It's Time to Retire the CSV
Written by Alex Rasmussen on August 16, 2021
If you’ve worked with data for any length of time, you’ve come across the Comma-Separated Values (CSV) format. Its simplicity and ubiquity make CSV an extremely popular way for organizations to exchange data both internally and externally. While many programs can’t read or write Excel spreadsheets, almost anything can read and write CSVs, and a human can open a CSV file in any text editor and understand roughly what it contains.
Despite this ubiquity and ease of access, CSV is a wretched way to exchange data. The CSV format itself is notoriously inconsistent, with myriad competing and mutually-exclusive formats that often coexist within a single dataset (or, if you’re particularly unlucky, a single file). Exporting a dataset as a CSV robs it of a wealth of metadata that is very hard for the reader to reconstruct accurately, and many programs’ naïve CSV parsers ignore the metadata reconstruction problem entirely as a result. In practice, CSV’s human-readability is more of a liability than an asset.
CSVs often begin life as exported spreadsheets or table dumps from legacy databases, and often end life as a pile of undifferentiated files in a data lake, awaiting the restoration of their precious metadata so they can be organized and mined for insights. Much of the job of data preparation products is restoring the metadata lost when a spreadsheet is exported as a CSV. The world has lost a mind-boggling amount of time and information to CSV’s imprecision and under-specification.
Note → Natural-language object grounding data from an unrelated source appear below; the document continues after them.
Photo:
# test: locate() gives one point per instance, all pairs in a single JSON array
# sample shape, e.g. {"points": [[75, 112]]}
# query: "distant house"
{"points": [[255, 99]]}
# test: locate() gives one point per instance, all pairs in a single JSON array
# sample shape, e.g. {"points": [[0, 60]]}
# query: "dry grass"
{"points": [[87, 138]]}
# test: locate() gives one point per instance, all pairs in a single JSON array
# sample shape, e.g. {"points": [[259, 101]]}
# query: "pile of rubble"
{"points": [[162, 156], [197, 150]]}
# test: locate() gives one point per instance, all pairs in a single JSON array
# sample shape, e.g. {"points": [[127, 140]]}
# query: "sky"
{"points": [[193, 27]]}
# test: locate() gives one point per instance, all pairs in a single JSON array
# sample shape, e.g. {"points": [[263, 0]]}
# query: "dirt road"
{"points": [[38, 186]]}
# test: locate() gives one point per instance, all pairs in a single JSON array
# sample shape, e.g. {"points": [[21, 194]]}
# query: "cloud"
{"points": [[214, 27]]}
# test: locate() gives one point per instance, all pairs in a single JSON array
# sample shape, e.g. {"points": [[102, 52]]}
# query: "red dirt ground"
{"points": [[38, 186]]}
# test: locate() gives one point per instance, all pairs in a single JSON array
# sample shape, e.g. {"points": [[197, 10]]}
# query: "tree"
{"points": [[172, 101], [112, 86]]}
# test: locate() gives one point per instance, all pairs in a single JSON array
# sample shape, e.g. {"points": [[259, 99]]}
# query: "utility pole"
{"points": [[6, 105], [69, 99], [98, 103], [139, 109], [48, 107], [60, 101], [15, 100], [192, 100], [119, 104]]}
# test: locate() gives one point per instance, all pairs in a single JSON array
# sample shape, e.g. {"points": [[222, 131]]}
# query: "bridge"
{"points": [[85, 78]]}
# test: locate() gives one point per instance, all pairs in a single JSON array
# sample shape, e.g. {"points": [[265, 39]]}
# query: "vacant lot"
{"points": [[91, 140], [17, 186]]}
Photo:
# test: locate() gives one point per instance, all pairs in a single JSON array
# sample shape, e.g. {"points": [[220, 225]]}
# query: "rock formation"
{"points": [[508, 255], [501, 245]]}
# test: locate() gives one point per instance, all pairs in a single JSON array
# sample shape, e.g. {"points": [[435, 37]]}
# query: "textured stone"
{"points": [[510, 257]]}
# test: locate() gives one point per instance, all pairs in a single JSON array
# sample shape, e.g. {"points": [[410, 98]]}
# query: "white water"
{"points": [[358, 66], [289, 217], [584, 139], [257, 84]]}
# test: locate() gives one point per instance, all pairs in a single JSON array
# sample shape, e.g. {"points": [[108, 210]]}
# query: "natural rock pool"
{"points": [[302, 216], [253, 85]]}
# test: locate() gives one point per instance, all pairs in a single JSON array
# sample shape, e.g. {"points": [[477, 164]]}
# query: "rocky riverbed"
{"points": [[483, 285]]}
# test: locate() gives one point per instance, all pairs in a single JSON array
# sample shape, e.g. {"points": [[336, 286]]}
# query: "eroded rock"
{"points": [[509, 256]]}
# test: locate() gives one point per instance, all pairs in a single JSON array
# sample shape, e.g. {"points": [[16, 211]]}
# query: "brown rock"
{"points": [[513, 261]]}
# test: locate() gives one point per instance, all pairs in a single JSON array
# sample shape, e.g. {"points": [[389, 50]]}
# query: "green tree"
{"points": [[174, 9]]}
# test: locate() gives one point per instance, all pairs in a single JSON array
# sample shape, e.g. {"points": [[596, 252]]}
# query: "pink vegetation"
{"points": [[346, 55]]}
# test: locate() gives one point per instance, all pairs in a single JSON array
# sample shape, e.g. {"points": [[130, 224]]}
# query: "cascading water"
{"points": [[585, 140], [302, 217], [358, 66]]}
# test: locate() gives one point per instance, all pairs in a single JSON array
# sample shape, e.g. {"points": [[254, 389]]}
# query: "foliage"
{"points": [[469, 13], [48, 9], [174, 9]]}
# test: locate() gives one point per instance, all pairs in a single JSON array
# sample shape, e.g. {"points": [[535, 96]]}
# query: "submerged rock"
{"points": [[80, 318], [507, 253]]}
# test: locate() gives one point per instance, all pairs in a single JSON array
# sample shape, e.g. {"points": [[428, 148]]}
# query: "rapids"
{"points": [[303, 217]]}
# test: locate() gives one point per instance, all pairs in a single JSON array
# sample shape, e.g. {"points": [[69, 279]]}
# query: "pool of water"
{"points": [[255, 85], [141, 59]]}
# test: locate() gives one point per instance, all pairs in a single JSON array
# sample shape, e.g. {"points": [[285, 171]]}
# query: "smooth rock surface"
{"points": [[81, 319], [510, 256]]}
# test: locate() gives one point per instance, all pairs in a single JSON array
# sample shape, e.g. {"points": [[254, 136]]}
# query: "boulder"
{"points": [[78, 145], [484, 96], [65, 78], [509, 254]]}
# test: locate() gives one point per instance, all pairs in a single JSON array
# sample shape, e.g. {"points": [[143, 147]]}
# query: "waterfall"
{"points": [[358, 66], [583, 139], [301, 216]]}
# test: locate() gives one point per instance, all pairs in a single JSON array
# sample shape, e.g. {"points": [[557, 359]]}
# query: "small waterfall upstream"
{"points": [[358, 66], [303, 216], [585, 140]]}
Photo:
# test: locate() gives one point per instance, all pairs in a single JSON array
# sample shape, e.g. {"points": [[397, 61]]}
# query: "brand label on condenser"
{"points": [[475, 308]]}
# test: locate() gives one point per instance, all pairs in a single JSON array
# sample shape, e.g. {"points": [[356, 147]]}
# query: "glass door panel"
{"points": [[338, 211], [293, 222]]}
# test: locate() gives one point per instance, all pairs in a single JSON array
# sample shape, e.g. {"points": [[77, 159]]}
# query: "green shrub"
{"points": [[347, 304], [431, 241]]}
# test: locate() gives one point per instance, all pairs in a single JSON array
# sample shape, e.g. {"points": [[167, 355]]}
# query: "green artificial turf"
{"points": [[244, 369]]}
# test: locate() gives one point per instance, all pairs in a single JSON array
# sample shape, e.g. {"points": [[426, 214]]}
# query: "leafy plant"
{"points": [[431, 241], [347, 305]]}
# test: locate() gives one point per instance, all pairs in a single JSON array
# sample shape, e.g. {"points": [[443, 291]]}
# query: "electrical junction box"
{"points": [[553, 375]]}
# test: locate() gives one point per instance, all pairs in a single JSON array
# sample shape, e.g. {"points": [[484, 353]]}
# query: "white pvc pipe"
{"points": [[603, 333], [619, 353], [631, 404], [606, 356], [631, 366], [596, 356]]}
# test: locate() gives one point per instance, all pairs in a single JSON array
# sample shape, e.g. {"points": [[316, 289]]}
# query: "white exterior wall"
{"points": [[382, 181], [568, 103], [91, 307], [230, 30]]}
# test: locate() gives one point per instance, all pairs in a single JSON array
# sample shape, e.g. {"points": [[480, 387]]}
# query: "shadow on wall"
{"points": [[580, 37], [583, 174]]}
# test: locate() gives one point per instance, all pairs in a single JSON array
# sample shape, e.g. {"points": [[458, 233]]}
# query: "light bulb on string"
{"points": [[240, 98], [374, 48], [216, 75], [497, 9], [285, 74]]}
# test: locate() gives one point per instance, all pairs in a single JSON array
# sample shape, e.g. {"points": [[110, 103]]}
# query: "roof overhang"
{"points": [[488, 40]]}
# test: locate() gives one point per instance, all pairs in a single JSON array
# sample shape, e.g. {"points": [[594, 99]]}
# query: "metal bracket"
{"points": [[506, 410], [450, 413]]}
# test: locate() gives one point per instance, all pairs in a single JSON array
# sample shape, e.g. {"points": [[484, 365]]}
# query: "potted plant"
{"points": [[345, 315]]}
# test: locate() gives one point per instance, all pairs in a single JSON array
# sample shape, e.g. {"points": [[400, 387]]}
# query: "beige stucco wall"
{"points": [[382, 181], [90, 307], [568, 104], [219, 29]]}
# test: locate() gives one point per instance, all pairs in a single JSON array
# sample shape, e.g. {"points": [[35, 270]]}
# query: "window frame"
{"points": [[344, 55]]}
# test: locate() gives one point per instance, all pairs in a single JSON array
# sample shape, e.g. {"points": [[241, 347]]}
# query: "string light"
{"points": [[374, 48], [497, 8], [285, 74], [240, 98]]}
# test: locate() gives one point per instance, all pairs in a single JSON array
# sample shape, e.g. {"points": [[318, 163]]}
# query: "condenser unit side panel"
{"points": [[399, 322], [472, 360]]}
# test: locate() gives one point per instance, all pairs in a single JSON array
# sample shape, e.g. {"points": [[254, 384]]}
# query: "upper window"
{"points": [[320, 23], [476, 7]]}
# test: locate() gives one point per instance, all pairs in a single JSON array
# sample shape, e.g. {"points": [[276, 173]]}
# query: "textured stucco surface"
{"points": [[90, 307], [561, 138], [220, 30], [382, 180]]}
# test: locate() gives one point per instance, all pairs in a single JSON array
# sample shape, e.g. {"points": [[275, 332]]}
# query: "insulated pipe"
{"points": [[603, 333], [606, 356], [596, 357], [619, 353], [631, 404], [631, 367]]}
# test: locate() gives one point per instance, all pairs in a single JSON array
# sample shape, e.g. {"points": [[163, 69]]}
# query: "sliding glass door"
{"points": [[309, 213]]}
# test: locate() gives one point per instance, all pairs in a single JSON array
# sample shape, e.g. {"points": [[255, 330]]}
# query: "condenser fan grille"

I’ve spent many years battling CSVs in various capacities. As an engineer at Trifacta, a leading data preparation tool vendor, I saw numerous customers struggling under the burden of myriad CSVs that were the product of even more numerous Excel spreadsheet exports and legacy database dumps. As an engineering leader in biotech, my team struggled to ingest CSVs from research institutions and hospital networks who gave us sample data as CSVs more often than not. As a consultant, I’ve written more than one internal system that attempts to reconstruct the metadata of a CSV of unknown provenance using a combination of heuristics and brute force. In short, CSV is a scourge that has followed me throughout my career.
In recent years, it’s become much easier for organizations to exchange data using metadata-rich, clearly-defined, and well-structured file formats. Some organizations even directly share their live datasets with one another. Despite these advances, CSV is still the path of least resistance and, as a consequence, it remains the lingua franca of intra- and inter-organizational data exchange. The time has long passed to retire CSV and replace it with something better.
The trouble with CSV
The CSV format itself dates at least as far back as the early 1970s. Tired of having to manually align their input data to punch-cards’ columns, FORTRAN users quickly embraced “list-directed input/output”, a format in which (according to the FORTRAN IV manual for VM/370) “input entries are specified by blanks or commas, with successive commas indicating values to be omitted”. Most of us don’t use punch-cards anymore, but that ease of authorship remains one of CSV’s most attractive qualities. CSVs can be read and written by just about anything, even if that thing doesn’t know about the CSV format itself.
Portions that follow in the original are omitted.